My first thought is about the slowing of time. While we joke about “Temagami Time,” it is real and the clock out there just ticks a little slower, opening the door for reflection. Whether it is accompanied by the rhythmic thumping of paddles on the gunwhales of a canoe as you and your boat partner traverse a lake, or just sitting by the shore, the slowness invites reflection and chastises impatience. The forest is redolent with the smell of cycles of birth and rebirth and death; and the spruce and birch and lady slippers busting out of the fertile soil insist you acknowledge it and deeply consider it.

The absence of electronics is crucial. It is mighty liberating to put the cell phone down and walk away from the texts, the Facebook, the Twitter and the Instagram and the judgements attached.

In the wilderness all sorts of sh#%$$# happens. Before a trip you make careful plans that drill down to counting the smallest contour line and the metric distance of portages, but, out there, the wind starts to blow hard and won’t stop for three days. Everything changes. Patience is rewarded, impatience is a risk. So, you deal. You figure out how to live with the new plan and work to discover what this natural force has just taught you.

Finally, there is a divine presence (you can call it what you will) in nature and three, six or seven weeks immersed in nature, reflecting upon it, smelling it and breathing it brings you closer to that presence.

The studies are out there about nature and happiness, I will admit I used my “Googler” to read up.
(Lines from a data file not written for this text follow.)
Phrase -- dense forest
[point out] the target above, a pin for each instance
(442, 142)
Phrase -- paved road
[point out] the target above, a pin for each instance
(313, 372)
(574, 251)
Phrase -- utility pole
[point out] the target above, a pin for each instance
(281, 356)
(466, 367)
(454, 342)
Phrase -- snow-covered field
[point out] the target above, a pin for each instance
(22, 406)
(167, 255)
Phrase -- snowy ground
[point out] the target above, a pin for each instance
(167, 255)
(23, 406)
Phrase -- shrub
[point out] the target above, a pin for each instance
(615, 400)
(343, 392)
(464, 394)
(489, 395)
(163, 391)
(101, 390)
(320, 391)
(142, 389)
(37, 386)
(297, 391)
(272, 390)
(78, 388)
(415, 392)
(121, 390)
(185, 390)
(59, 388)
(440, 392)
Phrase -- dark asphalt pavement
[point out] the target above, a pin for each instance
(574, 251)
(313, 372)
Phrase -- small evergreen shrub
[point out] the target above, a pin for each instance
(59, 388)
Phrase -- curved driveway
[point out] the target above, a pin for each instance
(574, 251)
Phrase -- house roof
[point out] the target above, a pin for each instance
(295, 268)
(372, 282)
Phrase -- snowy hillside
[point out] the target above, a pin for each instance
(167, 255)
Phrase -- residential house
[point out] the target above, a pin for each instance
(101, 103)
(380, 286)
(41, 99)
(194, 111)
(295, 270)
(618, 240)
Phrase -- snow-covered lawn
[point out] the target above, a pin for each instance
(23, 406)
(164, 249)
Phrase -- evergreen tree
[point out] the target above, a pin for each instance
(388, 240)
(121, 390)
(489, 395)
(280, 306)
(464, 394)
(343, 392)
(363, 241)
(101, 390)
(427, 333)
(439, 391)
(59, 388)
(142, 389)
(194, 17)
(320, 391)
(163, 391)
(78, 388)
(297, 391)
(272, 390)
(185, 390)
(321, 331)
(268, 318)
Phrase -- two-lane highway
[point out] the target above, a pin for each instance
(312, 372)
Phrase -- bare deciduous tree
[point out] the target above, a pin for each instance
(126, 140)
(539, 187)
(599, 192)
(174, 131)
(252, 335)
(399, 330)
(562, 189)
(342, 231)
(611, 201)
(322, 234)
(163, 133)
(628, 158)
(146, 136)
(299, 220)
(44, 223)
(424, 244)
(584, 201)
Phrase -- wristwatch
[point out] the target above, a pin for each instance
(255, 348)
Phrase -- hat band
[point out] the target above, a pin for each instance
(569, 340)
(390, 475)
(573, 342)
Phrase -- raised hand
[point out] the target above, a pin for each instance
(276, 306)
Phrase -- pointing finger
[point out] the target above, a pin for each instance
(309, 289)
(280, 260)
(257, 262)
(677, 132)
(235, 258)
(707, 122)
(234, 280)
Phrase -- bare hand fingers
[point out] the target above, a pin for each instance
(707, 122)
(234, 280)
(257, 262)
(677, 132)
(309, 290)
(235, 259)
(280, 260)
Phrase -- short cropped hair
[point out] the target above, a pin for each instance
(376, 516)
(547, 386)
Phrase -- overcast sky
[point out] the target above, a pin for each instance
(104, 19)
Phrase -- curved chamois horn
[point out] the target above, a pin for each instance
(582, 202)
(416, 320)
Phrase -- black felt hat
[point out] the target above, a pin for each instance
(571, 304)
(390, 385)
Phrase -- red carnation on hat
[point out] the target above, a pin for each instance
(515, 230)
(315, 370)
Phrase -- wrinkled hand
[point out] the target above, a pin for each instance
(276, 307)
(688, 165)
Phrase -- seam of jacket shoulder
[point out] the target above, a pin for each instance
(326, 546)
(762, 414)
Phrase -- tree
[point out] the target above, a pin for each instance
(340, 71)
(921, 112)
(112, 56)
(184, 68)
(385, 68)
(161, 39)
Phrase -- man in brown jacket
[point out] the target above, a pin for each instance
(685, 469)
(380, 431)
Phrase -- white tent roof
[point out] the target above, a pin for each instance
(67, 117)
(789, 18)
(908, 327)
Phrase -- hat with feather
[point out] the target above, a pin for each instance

There is lots to discover about trees and urban planning and physical health. Lots to know about how extended time in the wilderness enhances creativity, mental health, and reduces depression. For me, on a canoe trip it seems simple, you are connected to the earth, there is time for reflection/meditation, there are moments that teach and there is a small group of people around you who share your highs and lows and whom you trust absolutely. Out there you remember who you truly are.

This is the magic of a Keewaydin summer. It is right in front of us and I am eager for June, but I will be patient while I wait for it.